Thursday, April 16, 2015
Regular readers know that I have blogged repeatedly about my opposition to the US Dodd-Frank conflict minerals rule, which aims to stop the flow of funds to rebels in the Democratic Republic of Congo. Briefly, the US law does not prohibit the use of conflict minerals, but instead requires certain companies to obtain an independent private sector third-party audit of reports of the facilities used to process the conflict minerals; conduct a reasonable country of origin inquiry; and describe the steps the company used to mitigate the risk, in order to improve its due diligence process. The business world and SEC are awaiting a First Amendment ruling from the DC Circuit Court of Appeals on the “name and shame” portion of the law, which requires companies to indicate whether their products are DRC Conflict Free.” I have argued that it is a well-intentioned but likely ineffective corporate governance disclosure that depends on consumers to pressure corporations to change their behavior.
The proposed EU regulation establishes a voluntary process through which importers of certain minerals into the EU self-certify that they do not contribute to financing in “conflict-affected” or “high risk areas.” Unlike Dodd-Frank, it is not limited to Congo. Taking note of various stakeholder consultations and the US Dodd-Frank law, the EU had originally limited the scope to importers, and chose a voluntary mechanism to avoid any regional boycotts that hurt locals and did not stop armed conflict.
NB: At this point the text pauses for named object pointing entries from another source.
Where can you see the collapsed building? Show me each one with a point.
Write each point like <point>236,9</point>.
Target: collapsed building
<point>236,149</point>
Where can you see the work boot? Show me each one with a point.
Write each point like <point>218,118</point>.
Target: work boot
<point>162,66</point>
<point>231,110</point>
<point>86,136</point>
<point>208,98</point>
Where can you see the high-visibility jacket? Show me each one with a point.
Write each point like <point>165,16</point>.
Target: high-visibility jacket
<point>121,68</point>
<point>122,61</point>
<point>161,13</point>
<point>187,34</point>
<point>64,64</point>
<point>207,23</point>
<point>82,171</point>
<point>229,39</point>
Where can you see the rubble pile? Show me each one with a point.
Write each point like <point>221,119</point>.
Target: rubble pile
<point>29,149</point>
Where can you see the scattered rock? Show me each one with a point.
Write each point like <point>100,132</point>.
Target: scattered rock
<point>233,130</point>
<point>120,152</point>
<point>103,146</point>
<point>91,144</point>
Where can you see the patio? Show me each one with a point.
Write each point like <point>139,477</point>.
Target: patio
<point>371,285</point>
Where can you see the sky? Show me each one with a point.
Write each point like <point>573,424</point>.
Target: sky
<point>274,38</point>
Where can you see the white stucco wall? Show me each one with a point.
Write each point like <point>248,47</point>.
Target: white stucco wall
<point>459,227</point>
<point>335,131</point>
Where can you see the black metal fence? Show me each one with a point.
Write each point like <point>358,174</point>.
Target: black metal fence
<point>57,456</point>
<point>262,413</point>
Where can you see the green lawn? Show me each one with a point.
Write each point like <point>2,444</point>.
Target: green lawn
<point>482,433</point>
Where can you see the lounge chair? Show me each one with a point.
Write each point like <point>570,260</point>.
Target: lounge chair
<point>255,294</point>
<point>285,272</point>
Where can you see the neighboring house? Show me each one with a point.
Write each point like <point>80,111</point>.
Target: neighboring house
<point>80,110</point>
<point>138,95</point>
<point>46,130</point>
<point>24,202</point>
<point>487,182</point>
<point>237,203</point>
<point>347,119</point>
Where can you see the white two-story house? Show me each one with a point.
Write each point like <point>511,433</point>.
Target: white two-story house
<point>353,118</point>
Those importers who choose to certify would have to conduct due diligence in accordance with the OECD Guidance, and report their findings to the EU. The EU would then publish a list of “responsible smelters and refiners,” so that the public will hold importers and smelters accountable for conducting appropriate due diligence. The regulation also offers incentives, such as assistance with procurement contracts.
One of the problems with researching and writing on hot topics is that things change quickly. Two days after I submitted my most recent article to law reviews in March criticizing the use of disclosure to mitigate human rights impacts, the EU announced that it was considering a mandatory certification program for conflict minerals. That meant I had to change a whole section of my article. (I’ll blog on that article another time, but it will be out in the Winter issue of the Columbia Human Rights Law Review). Then just yesterday, in a reversal, the European Parliament’s International Trade Committee announced that it would stick with the original voluntary plan after all.The European Parliament votes on the proposal in May.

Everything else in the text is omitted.